Gang itu tidak dalam, panjangnya sekitar dua ratus meter, lurus menuju ujung. Dinding tinggi berjajar di kedua sisinya, tanpa pintu masuk perumahan, hingga sebuah gerbang halaman di ujung gang menghadap ke gang.
Li Yan dan Lin Daqiao berjalan di belakang Wen Xinliang. Saat mereka memasuki gang, Li Yan merasakan sesuatu yang berbeda. Suara bising di luar menghilang seketika, memberinya perasaan bingung dan tanpa bobot, seolah-olah dia telah melangkah dari surga ke neraka dalam sekejap. Terkejut oleh Li Yan yang biasanya berhati-hati ini, dia segera melepaskan indra ilahinya.
Melalui upayanya baru-baru ini untuk memperkuat kultivasinya, dan dengan tingkat Kondensasi Qi-nya yang stabil di tingkat kesepuluh, indra ilahi Li Yan telah meningkat secara signifikan. Dengan pemahamannya saat ini, dia tahu Kitab Suci Sejati Gui Shui sangat berbeda dari metode kultivasi lainnya, dan dia semakin kagum karenanya.

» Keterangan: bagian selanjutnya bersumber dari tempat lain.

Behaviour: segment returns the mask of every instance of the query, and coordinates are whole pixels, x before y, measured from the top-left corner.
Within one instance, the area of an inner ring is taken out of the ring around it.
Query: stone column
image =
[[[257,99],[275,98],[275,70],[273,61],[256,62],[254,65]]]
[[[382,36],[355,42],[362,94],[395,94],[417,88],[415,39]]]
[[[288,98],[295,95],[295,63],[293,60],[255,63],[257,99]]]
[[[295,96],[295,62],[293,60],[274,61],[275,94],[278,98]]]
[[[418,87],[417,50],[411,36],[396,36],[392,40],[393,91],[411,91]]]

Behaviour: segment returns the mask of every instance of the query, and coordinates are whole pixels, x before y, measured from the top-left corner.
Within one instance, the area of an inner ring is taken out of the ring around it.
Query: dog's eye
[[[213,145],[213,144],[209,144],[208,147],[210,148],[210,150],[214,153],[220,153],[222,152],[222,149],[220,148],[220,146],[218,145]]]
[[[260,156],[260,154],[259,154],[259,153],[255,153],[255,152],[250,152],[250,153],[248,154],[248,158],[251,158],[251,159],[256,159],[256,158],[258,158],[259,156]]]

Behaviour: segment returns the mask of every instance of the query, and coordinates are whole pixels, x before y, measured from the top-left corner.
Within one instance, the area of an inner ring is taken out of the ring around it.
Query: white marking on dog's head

Melalui kultivasi Kitab Suci Sejati Gui Shui, kekuatan spiritual Li Yan kini sekitar empat kali lipat dari kultivator tingkat yang sama. Selain itu, ia dapat beralih antara atribut tunggal yang berbeda atau kombinasi beberapa atribut sesuka hati selama pertempuran, memungkinkan teknik abadi atribut yang berbeda untuk melepaskan kekuatan yang lebih besar. Kekuatan tempurnya sangat tangguh di antara kultivator tingkat yang sama.
Lebih lanjut, efek kultivasi indra ilahi yang melekat pada Kitab Suci Sejati Gui Shui adalah sesuatu yang belum pernah dilihat Li Yan tercatat dalam teks lain. Teks yang telah dibacanya menyatakan bahwa indra ilahi hanya dapat meningkat secara bertahap seiring dengan tingkat kultivasi, tetapi proses ini sangat lambat.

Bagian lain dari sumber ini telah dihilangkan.